A CENTURY ago today as the First World War was coming to an end, an even greater killer was stalking the streets of East Lancashire.

Now largely forgotten the Spanish Flu pandemic killed 50million people at a conservative estimate compared to the 16 million deaths caused by the conflict.

Between Monday November 25 and Friday November 29 1918, after the fighting had officially ended, Darwen saw a sudden spike in fatalities as 92 townspeople died from the disease.

The following weekend another 22 were killed by it.

Neighbouring Blackburn saw a similar peak in deaths t a time when the disease seemed to be subsiding elsewhere.

The week ending February 28 1919 saw another spike in fatalities in Blackburn and Darwen with both recording a death rate of 20 per 1,000 inhabitants compared to a national average of 10 per 1,000.

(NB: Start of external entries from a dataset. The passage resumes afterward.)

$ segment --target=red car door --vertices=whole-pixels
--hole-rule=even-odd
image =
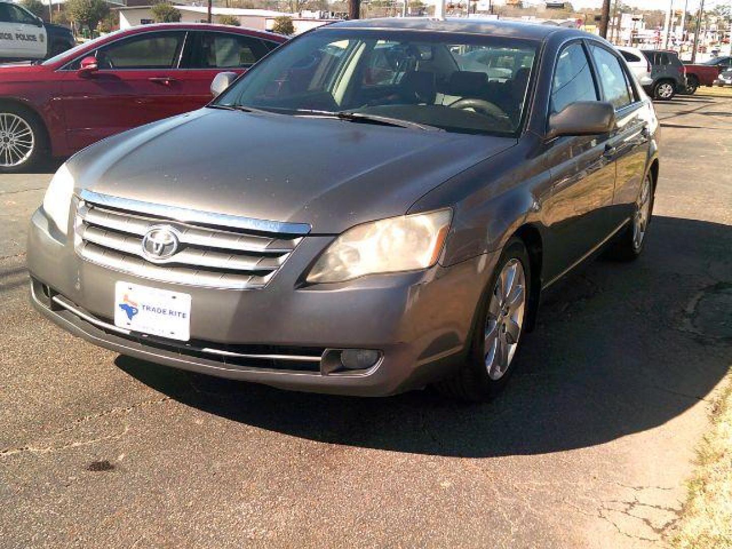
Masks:
[[[182,77],[190,109],[211,100],[211,82],[219,72],[241,74],[279,44],[255,36],[225,31],[194,31],[189,34]]]
[[[81,70],[81,58],[62,69],[59,101],[69,146],[81,149],[190,110],[182,80],[186,71],[179,69],[187,34],[165,30],[121,38],[94,52],[97,70]]]

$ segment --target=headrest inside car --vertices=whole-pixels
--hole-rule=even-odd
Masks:
[[[456,70],[447,81],[448,95],[477,96],[485,92],[488,75],[485,72]]]

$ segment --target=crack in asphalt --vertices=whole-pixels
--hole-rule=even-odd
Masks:
[[[616,485],[626,490],[632,490],[632,499],[630,501],[624,499],[610,499],[607,501],[600,500],[600,504],[598,505],[597,511],[594,513],[590,511],[587,511],[583,509],[582,507],[579,507],[576,504],[572,503],[571,501],[568,501],[566,499],[563,500],[563,502],[567,505],[568,505],[569,507],[574,509],[575,511],[577,511],[581,515],[583,515],[586,517],[590,517],[591,518],[600,518],[600,520],[605,520],[605,522],[611,524],[613,527],[618,531],[619,534],[621,534],[631,539],[638,539],[640,541],[657,542],[659,539],[660,539],[663,536],[665,535],[665,533],[670,529],[672,529],[676,524],[676,523],[678,523],[679,520],[681,520],[681,510],[682,510],[681,508],[676,509],[675,507],[669,507],[664,505],[643,503],[638,498],[638,493],[642,493],[644,490],[673,490],[673,488],[665,488],[662,486],[629,486],[627,485],[624,485],[621,482],[618,482],[616,481],[610,481],[610,480],[603,480],[602,482]],[[613,507],[611,507],[613,504],[618,504],[621,507],[619,508]],[[671,518],[664,520],[664,522],[661,523],[661,526],[657,526],[653,523],[651,518],[636,514],[638,509],[643,508],[650,509],[655,511],[660,511],[664,513],[670,513],[671,515],[673,515],[673,517]],[[649,537],[644,536],[642,534],[637,534],[637,533],[627,531],[625,529],[622,528],[622,525],[619,524],[616,520],[613,519],[611,513],[613,512],[623,515],[630,518],[635,519],[636,520],[640,520],[641,523],[644,525],[644,526],[647,527],[649,529],[651,530],[651,531],[652,531],[654,534],[656,534],[656,537]],[[663,520],[663,518],[660,518],[661,520]]]
[[[120,438],[127,433],[130,430],[130,426],[125,425],[124,428],[120,433],[115,433],[112,435],[107,435],[106,436],[101,436],[97,438],[92,438],[88,441],[75,441],[73,442],[69,442],[66,444],[61,444],[61,446],[53,447],[48,446],[42,448],[34,446],[24,446],[20,448],[10,448],[8,449],[4,449],[0,451],[0,456],[4,457],[7,455],[14,455],[15,454],[23,454],[26,452],[37,453],[37,454],[51,454],[54,452],[59,452],[61,450],[68,449],[69,448],[78,448],[82,446],[89,446],[90,444],[95,444],[97,442],[102,442],[104,441],[108,441],[112,439]]]
[[[92,414],[87,416],[83,416],[83,417],[80,417],[71,422],[71,423],[70,423],[68,425],[63,427],[62,429],[57,430],[56,433],[51,435],[50,438],[53,438],[54,437],[59,436],[59,435],[69,433],[70,431],[72,431],[75,428],[76,428],[78,425],[85,423],[86,422],[95,419],[100,419],[103,417],[107,417],[108,416],[113,416],[118,414],[124,415],[139,408],[143,408],[144,406],[154,406],[155,404],[160,404],[171,400],[171,398],[172,398],[171,397],[168,396],[161,397],[160,398],[143,400],[141,402],[132,404],[129,406],[118,406],[115,408],[111,408],[108,410],[105,410],[104,411],[100,412],[98,414]],[[0,450],[0,457],[15,455],[16,454],[21,454],[24,452],[51,453],[53,452],[58,452],[60,450],[67,449],[69,448],[76,448],[80,446],[89,446],[90,444],[94,444],[97,442],[102,442],[106,440],[119,438],[124,436],[125,434],[127,434],[127,433],[129,430],[130,430],[130,426],[125,425],[124,429],[120,433],[116,433],[112,435],[108,435],[106,436],[99,437],[97,438],[93,438],[92,440],[88,440],[88,441],[70,442],[68,444],[63,444],[59,447],[48,446],[45,447],[38,447],[28,444],[23,447],[6,448],[4,449]]]
[[[4,261],[6,259],[13,259],[15,258],[22,258],[22,257],[25,257],[25,255],[26,255],[26,252],[18,252],[18,253],[13,254],[12,255],[3,255],[3,256],[0,257],[0,261]]]
[[[31,190],[45,190],[45,187],[34,187],[30,189],[20,189],[20,190],[6,190],[0,193],[0,196],[7,196],[7,195],[17,195],[20,193],[28,193]]]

In March 1919, at the peak of the outbreak, the death rate in Blackburn was 65 per 1,000. The town record for victims' funerals in a week was 127.

Across Britain more than 250,000 people died and globally 100million succumbed.

In Blackburn alone 338 people died of influenza in 1918 out of a total of 2,175 deaths. A further 187 died in 1919 out of 2,008 deaths.

Between Blackburn and Darwen approaching 5,000 local soldiers died in the conflict.

Stephen Irwin, Blackburn Museum's education officer, has researched the forgotten pandemic.

He said: "It was a cruel irony that just as the First Word War ended Spanish Flu claimed so many lives, including returning soldiers who had survived and their families.

"Blackburn and Darwen were hit particularly, hard but the surrounding areas of East Lancashire also suffered badly."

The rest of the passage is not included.